Lo street artist ha dipinto a Dolo tre panchine, ognuna delle quali riporta una massima "La violenza è sintomo di debolezza, non di forza", "La violenza è una mancanza di vocabolario", "Love is stronger than violence". Ogni frase è associata a uno sguardo femminile, quello delle donne abusate che subiscono nel silenzio. Le panchine ricordano quotidianamente ai passanti che non si può accettare questa ingiustizia, che è necessario denunciare ed è giusto difendere chi è più debole.

Dalle panchine ai muri, la sensibilizzazione al tema della violenza contro le donne, utilizzando il lingaggio della street art, si trasforma, ma mantiene l'integrità del progetto originale. Sul muro del sottopasso di via Cristoforo Colombo troviamo un altro sguardo, il dolce volto di una ragazza circondata da rose e orchidee e poi un'altra frase, un altro modo per dire "NO".
Karim ha realizzato questo lavoro utilizzando esclusivamente le bombolette e seguendo un disegno a matita.

Violence has no justification

Karim Sherif is the artist of the red benches, known throughout Italy to have become the symbol of the fight against violence against women, which appeared for the first time in Turin parks.
The street artist painted three benches in Dolo, each of which carries a maxim "Violence is a symptom of weakness, not strength", "Violence is a lack of vocabulary", "Love is stronger than violence".
Each sentence is associated with a feminine gaze, that of abused women who suffer in silence.
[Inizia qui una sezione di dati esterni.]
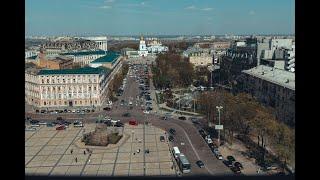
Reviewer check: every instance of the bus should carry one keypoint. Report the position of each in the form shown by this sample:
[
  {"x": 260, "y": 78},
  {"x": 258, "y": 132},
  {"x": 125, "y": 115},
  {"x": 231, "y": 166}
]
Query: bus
[
  {"x": 183, "y": 163},
  {"x": 176, "y": 152}
]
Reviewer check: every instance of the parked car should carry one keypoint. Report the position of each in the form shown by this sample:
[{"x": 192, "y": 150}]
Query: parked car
[
  {"x": 171, "y": 138},
  {"x": 34, "y": 121},
  {"x": 238, "y": 164},
  {"x": 107, "y": 109},
  {"x": 231, "y": 158},
  {"x": 236, "y": 170},
  {"x": 162, "y": 139},
  {"x": 126, "y": 115},
  {"x": 172, "y": 131},
  {"x": 61, "y": 127},
  {"x": 200, "y": 164},
  {"x": 227, "y": 163}
]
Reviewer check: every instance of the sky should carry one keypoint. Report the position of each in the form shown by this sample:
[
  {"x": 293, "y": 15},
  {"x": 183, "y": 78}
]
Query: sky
[{"x": 159, "y": 17}]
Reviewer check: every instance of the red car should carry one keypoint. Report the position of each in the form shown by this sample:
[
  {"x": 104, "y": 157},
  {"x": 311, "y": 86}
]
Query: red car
[
  {"x": 61, "y": 128},
  {"x": 133, "y": 122}
]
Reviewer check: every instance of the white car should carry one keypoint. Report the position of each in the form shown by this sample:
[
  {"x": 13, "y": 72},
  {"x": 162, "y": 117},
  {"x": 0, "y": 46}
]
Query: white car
[{"x": 42, "y": 123}]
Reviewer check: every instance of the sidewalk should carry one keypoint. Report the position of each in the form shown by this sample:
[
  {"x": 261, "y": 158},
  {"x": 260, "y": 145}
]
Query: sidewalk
[{"x": 235, "y": 150}]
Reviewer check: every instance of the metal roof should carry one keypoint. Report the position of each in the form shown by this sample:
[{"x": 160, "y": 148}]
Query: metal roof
[
  {"x": 109, "y": 57},
  {"x": 274, "y": 75},
  {"x": 85, "y": 53},
  {"x": 84, "y": 70}
]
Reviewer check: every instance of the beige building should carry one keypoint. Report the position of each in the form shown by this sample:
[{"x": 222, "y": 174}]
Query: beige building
[
  {"x": 272, "y": 87},
  {"x": 201, "y": 58},
  {"x": 59, "y": 89}
]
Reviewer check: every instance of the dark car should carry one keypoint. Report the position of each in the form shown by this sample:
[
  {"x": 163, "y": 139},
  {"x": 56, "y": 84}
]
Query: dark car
[
  {"x": 236, "y": 170},
  {"x": 239, "y": 165},
  {"x": 162, "y": 138},
  {"x": 107, "y": 109},
  {"x": 172, "y": 131},
  {"x": 61, "y": 128},
  {"x": 200, "y": 164},
  {"x": 34, "y": 121},
  {"x": 227, "y": 163},
  {"x": 119, "y": 124},
  {"x": 231, "y": 158}
]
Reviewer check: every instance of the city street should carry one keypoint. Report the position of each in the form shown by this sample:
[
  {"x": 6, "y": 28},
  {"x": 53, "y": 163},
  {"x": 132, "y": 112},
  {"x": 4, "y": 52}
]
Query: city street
[{"x": 187, "y": 137}]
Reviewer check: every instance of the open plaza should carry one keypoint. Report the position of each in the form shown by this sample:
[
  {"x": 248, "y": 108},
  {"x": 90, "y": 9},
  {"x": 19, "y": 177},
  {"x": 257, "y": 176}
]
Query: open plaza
[{"x": 52, "y": 152}]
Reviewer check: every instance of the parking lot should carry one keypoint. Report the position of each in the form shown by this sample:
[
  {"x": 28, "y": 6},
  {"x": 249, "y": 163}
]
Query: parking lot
[{"x": 48, "y": 152}]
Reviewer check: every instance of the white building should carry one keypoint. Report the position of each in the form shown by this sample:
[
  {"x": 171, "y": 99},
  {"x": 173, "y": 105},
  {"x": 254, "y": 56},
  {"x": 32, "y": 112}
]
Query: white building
[
  {"x": 100, "y": 40},
  {"x": 143, "y": 51},
  {"x": 155, "y": 47}
]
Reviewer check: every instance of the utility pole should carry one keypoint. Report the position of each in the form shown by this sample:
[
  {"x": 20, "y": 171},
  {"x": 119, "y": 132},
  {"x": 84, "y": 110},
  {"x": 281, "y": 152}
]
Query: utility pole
[{"x": 219, "y": 108}]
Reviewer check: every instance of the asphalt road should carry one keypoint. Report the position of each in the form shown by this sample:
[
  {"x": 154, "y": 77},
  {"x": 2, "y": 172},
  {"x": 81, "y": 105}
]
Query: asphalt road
[{"x": 187, "y": 137}]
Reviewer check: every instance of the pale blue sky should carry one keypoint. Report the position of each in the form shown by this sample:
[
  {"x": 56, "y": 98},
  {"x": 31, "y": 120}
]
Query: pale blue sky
[{"x": 155, "y": 17}]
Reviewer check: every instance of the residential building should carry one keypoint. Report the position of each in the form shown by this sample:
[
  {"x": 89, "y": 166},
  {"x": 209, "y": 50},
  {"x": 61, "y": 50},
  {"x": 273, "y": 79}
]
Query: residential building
[
  {"x": 272, "y": 87},
  {"x": 110, "y": 60},
  {"x": 67, "y": 88}
]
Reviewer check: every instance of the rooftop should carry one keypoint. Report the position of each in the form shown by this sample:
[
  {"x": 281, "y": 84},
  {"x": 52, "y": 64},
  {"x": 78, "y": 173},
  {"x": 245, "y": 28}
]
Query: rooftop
[
  {"x": 111, "y": 56},
  {"x": 85, "y": 53},
  {"x": 84, "y": 70},
  {"x": 276, "y": 76}
]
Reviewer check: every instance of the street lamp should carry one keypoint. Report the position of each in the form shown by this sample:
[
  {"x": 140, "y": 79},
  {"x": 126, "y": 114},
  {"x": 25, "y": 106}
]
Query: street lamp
[{"x": 219, "y": 108}]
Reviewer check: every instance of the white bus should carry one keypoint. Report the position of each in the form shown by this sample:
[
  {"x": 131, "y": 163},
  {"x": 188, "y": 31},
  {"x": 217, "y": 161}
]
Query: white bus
[
  {"x": 183, "y": 163},
  {"x": 176, "y": 152}
]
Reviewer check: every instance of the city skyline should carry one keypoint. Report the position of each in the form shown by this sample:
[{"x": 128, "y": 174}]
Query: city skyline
[{"x": 186, "y": 17}]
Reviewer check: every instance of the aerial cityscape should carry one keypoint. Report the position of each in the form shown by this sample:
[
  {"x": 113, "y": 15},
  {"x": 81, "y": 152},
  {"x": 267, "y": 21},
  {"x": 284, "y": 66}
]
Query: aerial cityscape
[{"x": 159, "y": 88}]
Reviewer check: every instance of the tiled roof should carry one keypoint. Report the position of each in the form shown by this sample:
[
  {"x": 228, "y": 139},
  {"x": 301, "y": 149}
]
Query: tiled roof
[
  {"x": 84, "y": 70},
  {"x": 109, "y": 57}
]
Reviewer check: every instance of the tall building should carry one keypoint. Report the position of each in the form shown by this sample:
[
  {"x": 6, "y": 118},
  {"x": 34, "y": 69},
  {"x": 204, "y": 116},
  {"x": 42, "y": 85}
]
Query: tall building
[
  {"x": 143, "y": 51},
  {"x": 68, "y": 88}
]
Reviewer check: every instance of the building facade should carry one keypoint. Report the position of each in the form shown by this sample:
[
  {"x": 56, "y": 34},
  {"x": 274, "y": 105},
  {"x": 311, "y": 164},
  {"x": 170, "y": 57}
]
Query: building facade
[
  {"x": 70, "y": 88},
  {"x": 272, "y": 87}
]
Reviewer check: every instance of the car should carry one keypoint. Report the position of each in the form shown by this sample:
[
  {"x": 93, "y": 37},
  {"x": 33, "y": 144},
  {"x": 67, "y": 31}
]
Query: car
[
  {"x": 162, "y": 139},
  {"x": 200, "y": 164},
  {"x": 61, "y": 127},
  {"x": 227, "y": 163},
  {"x": 172, "y": 131},
  {"x": 49, "y": 124},
  {"x": 231, "y": 158},
  {"x": 35, "y": 125},
  {"x": 107, "y": 109},
  {"x": 126, "y": 115},
  {"x": 34, "y": 121},
  {"x": 238, "y": 164},
  {"x": 236, "y": 170},
  {"x": 42, "y": 123},
  {"x": 30, "y": 129}
]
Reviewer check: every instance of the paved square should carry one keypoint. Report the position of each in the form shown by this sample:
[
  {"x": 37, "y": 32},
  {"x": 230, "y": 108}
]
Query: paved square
[{"x": 48, "y": 152}]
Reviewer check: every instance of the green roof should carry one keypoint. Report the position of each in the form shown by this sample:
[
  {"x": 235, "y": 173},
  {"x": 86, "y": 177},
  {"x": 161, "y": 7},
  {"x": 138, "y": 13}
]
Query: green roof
[
  {"x": 109, "y": 57},
  {"x": 85, "y": 53},
  {"x": 84, "y": 70}
]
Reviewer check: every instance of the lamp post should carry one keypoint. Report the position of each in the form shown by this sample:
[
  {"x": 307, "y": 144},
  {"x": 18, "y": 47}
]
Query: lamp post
[{"x": 219, "y": 108}]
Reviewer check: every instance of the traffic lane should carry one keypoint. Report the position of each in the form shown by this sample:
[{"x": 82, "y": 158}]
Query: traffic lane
[{"x": 203, "y": 149}]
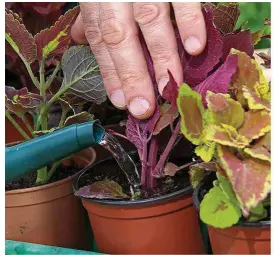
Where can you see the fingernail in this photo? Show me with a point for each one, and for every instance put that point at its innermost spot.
(138, 106)
(192, 44)
(118, 98)
(162, 84)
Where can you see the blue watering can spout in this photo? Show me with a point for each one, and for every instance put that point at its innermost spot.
(44, 150)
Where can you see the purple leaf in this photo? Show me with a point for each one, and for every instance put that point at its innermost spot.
(219, 81)
(241, 41)
(102, 190)
(196, 68)
(170, 91)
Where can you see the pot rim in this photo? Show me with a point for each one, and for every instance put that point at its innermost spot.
(50, 185)
(127, 203)
(196, 202)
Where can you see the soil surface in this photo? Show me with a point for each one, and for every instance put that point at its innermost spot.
(109, 170)
(28, 181)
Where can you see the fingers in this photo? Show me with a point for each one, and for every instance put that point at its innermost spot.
(78, 32)
(103, 58)
(120, 34)
(190, 21)
(155, 23)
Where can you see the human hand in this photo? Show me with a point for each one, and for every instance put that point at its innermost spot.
(111, 29)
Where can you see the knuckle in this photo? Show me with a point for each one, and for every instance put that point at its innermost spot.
(190, 17)
(112, 31)
(130, 81)
(93, 35)
(145, 13)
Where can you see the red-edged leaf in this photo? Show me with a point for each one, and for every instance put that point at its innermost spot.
(219, 81)
(256, 124)
(170, 91)
(225, 16)
(225, 110)
(56, 39)
(102, 190)
(192, 114)
(241, 41)
(261, 149)
(19, 38)
(44, 9)
(168, 115)
(197, 68)
(254, 101)
(250, 178)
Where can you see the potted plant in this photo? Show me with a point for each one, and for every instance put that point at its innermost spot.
(232, 135)
(154, 213)
(40, 207)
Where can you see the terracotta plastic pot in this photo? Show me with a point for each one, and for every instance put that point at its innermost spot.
(49, 214)
(243, 238)
(165, 225)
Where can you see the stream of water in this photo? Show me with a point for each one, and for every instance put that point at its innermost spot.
(125, 162)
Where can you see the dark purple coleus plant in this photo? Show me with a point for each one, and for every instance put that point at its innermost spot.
(212, 70)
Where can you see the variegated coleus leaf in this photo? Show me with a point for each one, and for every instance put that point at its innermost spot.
(56, 39)
(102, 190)
(249, 177)
(21, 101)
(261, 149)
(192, 113)
(226, 135)
(79, 118)
(249, 74)
(254, 101)
(217, 210)
(224, 110)
(19, 38)
(256, 124)
(82, 75)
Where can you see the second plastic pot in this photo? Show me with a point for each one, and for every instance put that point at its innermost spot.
(243, 238)
(165, 225)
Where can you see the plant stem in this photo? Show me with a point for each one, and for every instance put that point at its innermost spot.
(32, 76)
(152, 159)
(52, 77)
(15, 124)
(160, 165)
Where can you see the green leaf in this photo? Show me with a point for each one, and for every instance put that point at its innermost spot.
(56, 39)
(254, 101)
(256, 124)
(216, 209)
(261, 149)
(249, 177)
(102, 190)
(226, 135)
(257, 213)
(224, 110)
(81, 73)
(192, 112)
(205, 151)
(19, 38)
(79, 118)
(226, 187)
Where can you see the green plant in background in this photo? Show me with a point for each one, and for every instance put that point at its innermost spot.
(232, 133)
(77, 70)
(255, 13)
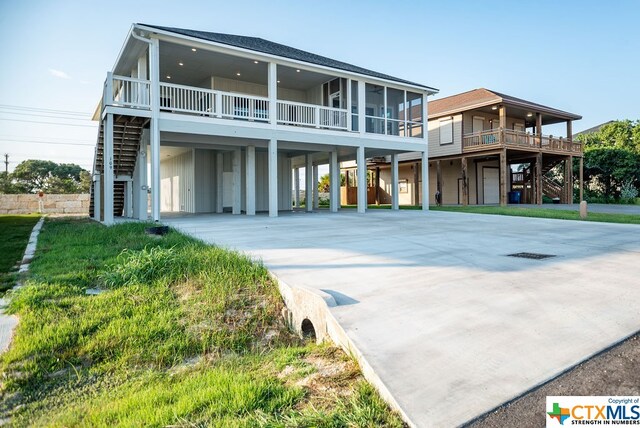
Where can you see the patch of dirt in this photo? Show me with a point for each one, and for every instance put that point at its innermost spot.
(329, 375)
(614, 372)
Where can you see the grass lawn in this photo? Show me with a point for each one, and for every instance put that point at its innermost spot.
(14, 236)
(523, 212)
(183, 334)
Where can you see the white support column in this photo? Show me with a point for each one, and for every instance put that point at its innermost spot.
(334, 180)
(361, 107)
(272, 77)
(140, 194)
(362, 180)
(316, 196)
(273, 177)
(219, 181)
(142, 74)
(425, 154)
(425, 181)
(308, 183)
(237, 182)
(97, 198)
(349, 102)
(296, 184)
(395, 188)
(154, 71)
(128, 197)
(250, 180)
(108, 170)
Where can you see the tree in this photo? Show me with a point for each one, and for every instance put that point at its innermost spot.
(612, 158)
(32, 176)
(609, 168)
(6, 183)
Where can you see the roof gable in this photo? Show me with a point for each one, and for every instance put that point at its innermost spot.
(481, 97)
(265, 46)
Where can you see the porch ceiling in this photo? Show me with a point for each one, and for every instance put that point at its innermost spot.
(200, 65)
(521, 113)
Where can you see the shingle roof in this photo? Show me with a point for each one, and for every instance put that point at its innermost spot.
(265, 46)
(592, 129)
(481, 97)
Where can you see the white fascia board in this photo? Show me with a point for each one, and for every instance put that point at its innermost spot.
(122, 49)
(248, 53)
(221, 128)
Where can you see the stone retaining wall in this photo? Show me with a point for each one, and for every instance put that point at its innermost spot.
(48, 204)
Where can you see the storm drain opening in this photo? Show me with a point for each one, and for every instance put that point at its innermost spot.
(308, 332)
(532, 256)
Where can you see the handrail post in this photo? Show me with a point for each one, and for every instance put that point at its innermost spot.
(217, 108)
(109, 89)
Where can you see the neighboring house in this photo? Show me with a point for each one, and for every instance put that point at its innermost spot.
(477, 140)
(591, 130)
(219, 122)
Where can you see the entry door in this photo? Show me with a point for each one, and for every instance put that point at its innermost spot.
(491, 185)
(227, 189)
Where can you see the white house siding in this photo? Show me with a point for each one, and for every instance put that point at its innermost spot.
(435, 148)
(405, 172)
(477, 177)
(177, 180)
(205, 181)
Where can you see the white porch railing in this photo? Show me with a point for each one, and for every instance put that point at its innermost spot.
(186, 99)
(127, 92)
(293, 113)
(243, 106)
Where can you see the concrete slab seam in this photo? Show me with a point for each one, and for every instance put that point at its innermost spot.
(9, 322)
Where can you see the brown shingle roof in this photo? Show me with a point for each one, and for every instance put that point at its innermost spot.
(482, 97)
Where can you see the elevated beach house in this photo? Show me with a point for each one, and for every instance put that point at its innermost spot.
(200, 122)
(486, 147)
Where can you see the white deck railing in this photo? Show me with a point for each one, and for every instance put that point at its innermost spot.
(301, 114)
(127, 92)
(130, 92)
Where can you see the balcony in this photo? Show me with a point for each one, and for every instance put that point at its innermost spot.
(121, 91)
(506, 138)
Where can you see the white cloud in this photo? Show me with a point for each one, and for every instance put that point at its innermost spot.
(59, 74)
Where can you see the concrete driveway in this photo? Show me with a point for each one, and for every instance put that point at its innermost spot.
(451, 324)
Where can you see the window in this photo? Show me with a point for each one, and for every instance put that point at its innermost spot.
(446, 131)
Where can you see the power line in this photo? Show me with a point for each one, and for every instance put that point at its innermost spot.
(51, 123)
(47, 142)
(46, 110)
(47, 138)
(87, 118)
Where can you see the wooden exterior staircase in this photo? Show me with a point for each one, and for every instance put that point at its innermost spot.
(127, 131)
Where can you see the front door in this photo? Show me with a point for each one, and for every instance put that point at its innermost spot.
(491, 185)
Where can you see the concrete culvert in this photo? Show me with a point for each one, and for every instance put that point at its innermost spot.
(308, 331)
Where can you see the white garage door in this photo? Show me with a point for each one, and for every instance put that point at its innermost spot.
(491, 185)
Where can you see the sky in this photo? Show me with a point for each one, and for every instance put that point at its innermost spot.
(578, 56)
The benches daily remind passers-by that this injustice cannot be accepted; that it is necessary to denounce, and it is right to defend those who are weaker.
From benches to walls, the awareness of the theme of violence against women is transformed by using the language of street art,  though it maintains the integrity of the original project.
On the wall of the underpass in Cristoforo Colombo Street we find another look, the sweet face of a girl surrounded by roses and orchids and then, another sentence; another way to say "NO".
Karim made this work using only the spray cans and following a pencil drawing.
Biografia
Karim nasce a Cosenza il 6 luglio del 1984, ma vive e studia a Torino.
Il suo primo approccio con il mondo dei graffiti risale alla fine degli anni 90, e lo porterà quasi fin dagli inizi alle prime commissioni di lavoro e collaborazioni col progetto Murarte di Torino.
Diplomato al liceo scientifico A.Volta, intraprende gli studi universitari presso l'accademia Albertina di belle arti di Torino senza però laurearsi, a causa della già intensa attività lavorativa in ambito artistico e culturale.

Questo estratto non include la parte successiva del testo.